From the small sampling of people I know I can agree with this. I use home built HTPC to record and stream media on my TV.
Several friends use either PS3, HTPC, or some other comercial streaming box to watch show on their TV.

Its been made fairly easy wit the number of Online capable TV's and boxes you can hook up to your TV. Plus its very easy to find HDMI out on a graphics cards and very easy to find HDMI in on newer TV's. One cord and you have good audio and video on your TV. Also many new TV's have a VGA or DVI port on them, coupled with a L/R audio in or a 3.5mm head phone jack in.

When I first started trying to stream from my laptop to my tv it was a pain. I had a S-Video out with no audio, that I needed a converter to go to standard RCA video. Then go from my headphone out to a spliter for L/R audio. Then half the time XP didn't wan to recognize a TV plugged into the S-Video port.
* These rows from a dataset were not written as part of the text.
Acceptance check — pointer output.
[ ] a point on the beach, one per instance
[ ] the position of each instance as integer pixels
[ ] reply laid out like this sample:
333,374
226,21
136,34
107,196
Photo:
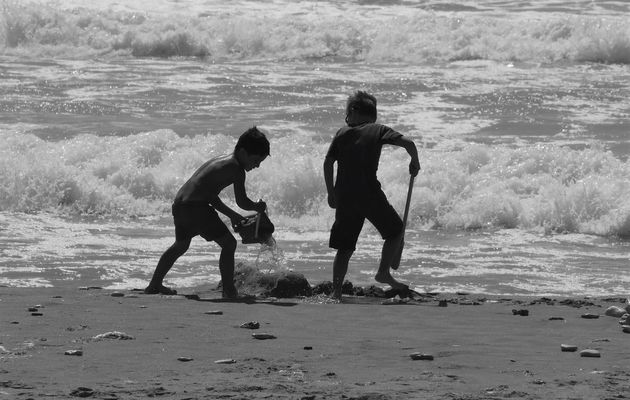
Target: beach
518,226
192,346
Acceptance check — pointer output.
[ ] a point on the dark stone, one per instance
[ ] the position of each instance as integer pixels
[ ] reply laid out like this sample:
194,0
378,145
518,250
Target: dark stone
251,280
291,284
323,288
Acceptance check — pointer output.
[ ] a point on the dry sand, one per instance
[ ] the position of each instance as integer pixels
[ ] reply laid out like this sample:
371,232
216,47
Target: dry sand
359,349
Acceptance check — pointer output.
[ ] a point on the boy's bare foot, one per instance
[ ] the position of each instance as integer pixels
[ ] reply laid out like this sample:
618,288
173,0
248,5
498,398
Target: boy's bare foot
388,279
160,290
230,294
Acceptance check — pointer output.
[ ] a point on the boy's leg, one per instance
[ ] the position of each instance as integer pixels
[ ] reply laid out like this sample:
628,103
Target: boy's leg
390,247
340,267
387,221
164,265
226,264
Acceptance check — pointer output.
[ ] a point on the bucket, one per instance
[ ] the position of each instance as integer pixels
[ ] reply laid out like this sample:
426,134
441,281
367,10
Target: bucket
256,228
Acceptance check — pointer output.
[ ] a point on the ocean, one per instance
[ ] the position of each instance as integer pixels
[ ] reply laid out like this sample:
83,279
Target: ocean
519,110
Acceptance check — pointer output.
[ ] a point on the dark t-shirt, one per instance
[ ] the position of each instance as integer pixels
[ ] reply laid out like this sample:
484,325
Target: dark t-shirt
357,151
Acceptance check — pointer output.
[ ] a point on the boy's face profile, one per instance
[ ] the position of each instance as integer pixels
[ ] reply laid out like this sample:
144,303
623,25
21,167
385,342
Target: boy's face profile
250,161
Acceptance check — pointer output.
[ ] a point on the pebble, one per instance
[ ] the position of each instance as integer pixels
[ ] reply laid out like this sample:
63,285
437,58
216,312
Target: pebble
568,347
614,311
251,325
263,336
421,356
225,361
113,335
590,353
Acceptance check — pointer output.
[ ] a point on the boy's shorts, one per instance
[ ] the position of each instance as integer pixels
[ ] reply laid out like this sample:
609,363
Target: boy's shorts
192,219
350,216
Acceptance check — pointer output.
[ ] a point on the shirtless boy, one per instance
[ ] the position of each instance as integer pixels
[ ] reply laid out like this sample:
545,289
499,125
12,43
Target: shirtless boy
197,202
357,194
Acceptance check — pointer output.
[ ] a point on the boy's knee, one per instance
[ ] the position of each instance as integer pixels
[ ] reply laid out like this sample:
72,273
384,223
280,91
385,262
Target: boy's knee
227,242
181,246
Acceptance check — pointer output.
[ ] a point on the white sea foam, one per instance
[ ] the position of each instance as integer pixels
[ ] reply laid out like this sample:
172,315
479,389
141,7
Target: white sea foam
283,30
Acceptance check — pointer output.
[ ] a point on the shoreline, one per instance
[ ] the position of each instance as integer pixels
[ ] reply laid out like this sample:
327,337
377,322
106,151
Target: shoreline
360,349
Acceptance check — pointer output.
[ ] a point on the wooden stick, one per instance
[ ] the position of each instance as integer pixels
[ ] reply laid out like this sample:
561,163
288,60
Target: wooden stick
398,256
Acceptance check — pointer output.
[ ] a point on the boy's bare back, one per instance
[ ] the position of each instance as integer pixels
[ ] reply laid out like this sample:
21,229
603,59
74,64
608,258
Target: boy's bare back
210,179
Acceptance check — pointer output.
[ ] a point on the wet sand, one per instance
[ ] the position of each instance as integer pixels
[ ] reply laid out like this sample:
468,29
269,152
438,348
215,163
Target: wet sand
168,347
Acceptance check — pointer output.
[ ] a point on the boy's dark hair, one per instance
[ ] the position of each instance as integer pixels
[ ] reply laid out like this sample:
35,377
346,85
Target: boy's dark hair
363,103
254,142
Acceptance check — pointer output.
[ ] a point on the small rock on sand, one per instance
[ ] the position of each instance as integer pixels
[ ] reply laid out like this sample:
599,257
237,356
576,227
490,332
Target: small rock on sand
82,392
251,325
568,347
590,353
113,335
614,311
225,361
421,356
263,336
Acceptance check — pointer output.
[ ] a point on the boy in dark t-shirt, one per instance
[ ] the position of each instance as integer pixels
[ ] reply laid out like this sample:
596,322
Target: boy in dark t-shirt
197,202
356,193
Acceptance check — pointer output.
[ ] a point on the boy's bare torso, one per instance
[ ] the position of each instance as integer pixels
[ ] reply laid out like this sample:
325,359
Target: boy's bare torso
210,179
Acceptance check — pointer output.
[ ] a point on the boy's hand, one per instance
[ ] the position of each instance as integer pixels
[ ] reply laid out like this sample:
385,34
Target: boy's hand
414,167
236,219
260,206
332,200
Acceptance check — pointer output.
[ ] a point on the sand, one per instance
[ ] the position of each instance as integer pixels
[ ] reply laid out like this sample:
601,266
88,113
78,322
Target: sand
168,347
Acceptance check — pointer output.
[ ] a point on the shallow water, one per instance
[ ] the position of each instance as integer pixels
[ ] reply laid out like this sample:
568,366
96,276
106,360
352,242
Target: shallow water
521,122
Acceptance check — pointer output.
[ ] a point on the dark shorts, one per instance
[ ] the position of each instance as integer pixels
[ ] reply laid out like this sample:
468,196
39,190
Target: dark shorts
350,216
192,219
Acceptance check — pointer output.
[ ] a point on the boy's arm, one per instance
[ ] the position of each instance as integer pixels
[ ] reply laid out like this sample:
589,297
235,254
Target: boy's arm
221,207
243,201
329,170
410,146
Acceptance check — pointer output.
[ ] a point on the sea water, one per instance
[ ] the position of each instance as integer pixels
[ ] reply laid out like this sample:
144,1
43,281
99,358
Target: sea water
520,112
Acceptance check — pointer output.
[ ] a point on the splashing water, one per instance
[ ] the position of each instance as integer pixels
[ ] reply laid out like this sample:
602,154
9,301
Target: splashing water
270,257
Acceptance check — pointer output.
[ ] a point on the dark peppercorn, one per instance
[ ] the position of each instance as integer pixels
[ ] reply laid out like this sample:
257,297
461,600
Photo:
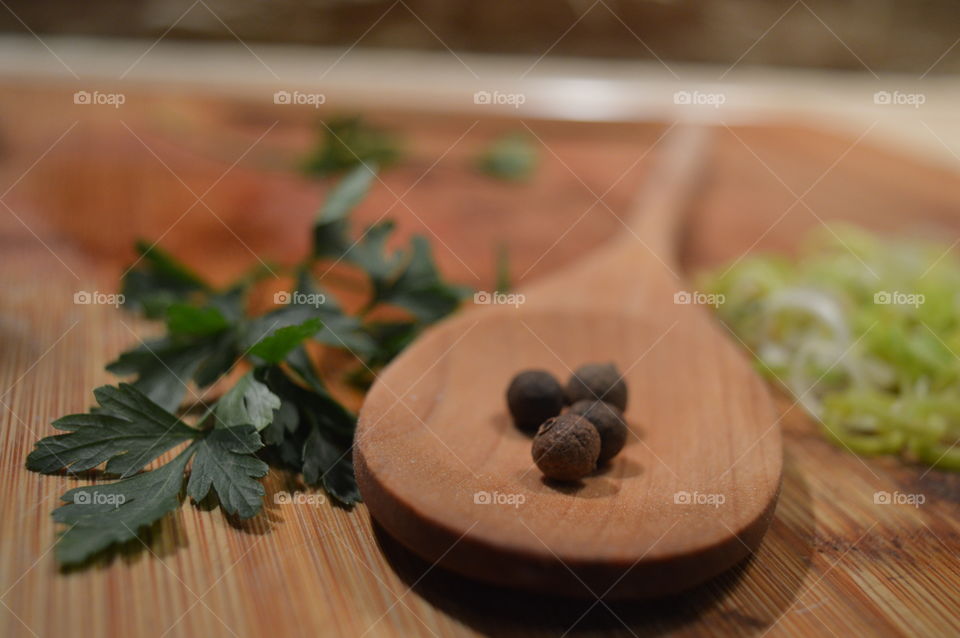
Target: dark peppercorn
608,420
597,382
566,447
533,397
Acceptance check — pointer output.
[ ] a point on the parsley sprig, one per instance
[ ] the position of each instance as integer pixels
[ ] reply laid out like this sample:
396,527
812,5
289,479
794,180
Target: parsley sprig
279,412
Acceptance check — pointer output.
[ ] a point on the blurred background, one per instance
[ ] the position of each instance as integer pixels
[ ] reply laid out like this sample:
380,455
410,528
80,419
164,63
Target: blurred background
886,35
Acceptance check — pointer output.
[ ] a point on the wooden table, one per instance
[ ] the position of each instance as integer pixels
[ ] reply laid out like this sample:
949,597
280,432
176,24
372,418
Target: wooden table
215,179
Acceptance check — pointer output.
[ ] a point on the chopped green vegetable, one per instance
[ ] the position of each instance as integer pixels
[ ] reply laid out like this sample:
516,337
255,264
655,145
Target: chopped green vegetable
864,332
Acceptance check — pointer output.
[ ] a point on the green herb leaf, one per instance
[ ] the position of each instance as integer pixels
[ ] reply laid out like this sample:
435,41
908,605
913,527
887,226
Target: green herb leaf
348,141
128,432
330,463
249,402
157,280
503,269
275,346
512,158
186,320
100,515
164,366
224,461
331,236
420,289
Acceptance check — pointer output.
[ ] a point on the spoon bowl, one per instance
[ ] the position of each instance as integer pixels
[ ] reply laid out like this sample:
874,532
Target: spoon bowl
443,469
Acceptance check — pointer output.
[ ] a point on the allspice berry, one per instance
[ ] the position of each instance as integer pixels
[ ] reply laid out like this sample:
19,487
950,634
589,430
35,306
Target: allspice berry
597,382
533,397
566,448
608,420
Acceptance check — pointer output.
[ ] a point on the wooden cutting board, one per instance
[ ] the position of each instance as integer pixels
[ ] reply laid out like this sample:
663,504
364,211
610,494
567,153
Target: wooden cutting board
84,182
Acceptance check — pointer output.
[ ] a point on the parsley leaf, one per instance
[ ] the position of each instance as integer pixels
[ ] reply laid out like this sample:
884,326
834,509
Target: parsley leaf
193,321
247,403
331,237
274,347
281,411
224,461
511,158
158,280
419,287
100,515
348,141
128,432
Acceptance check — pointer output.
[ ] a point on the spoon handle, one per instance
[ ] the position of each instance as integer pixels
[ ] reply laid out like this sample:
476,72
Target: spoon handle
664,199
639,266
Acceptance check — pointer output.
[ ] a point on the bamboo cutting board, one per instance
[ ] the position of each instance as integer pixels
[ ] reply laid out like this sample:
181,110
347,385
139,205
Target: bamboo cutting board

Now I have a home built HTPC with a $60 graphics card that has HDMI out that handles both audio and vidio and works EVERY time. Thats a lot of change in 10yrs :p.
 
The great thing about the new HDTV's is, without stream ability or 3D they can't pull a premium price.
And who needs that crap anyways.
Now I can get my 60" LG 600hz sub field drive/3M:1 60PA5500 for $900 shipped any day of the week!
God bless America.
And I am so glad I picked three 1TB F3's when I did for $60 a pop, HD prices are still holdin steady.
 
I think this may be misleading a bit. A lot of people buy devices like streaming boxes to stream content and also people are using game consoles to stream content. I just ues a computer I built to stream free content to my HDTV. Then there may even be people using a tablet or other device. A lot of this has to do with what you describe as a computer. Is a rasberry pie a computer or a TV add-on?

I think the lines are pretty blurred. The one thing I think is important is that Network TV is becoming almost non-existent. I think we should get rid of Network TV altogether. It is just a mass-media brainwashing device.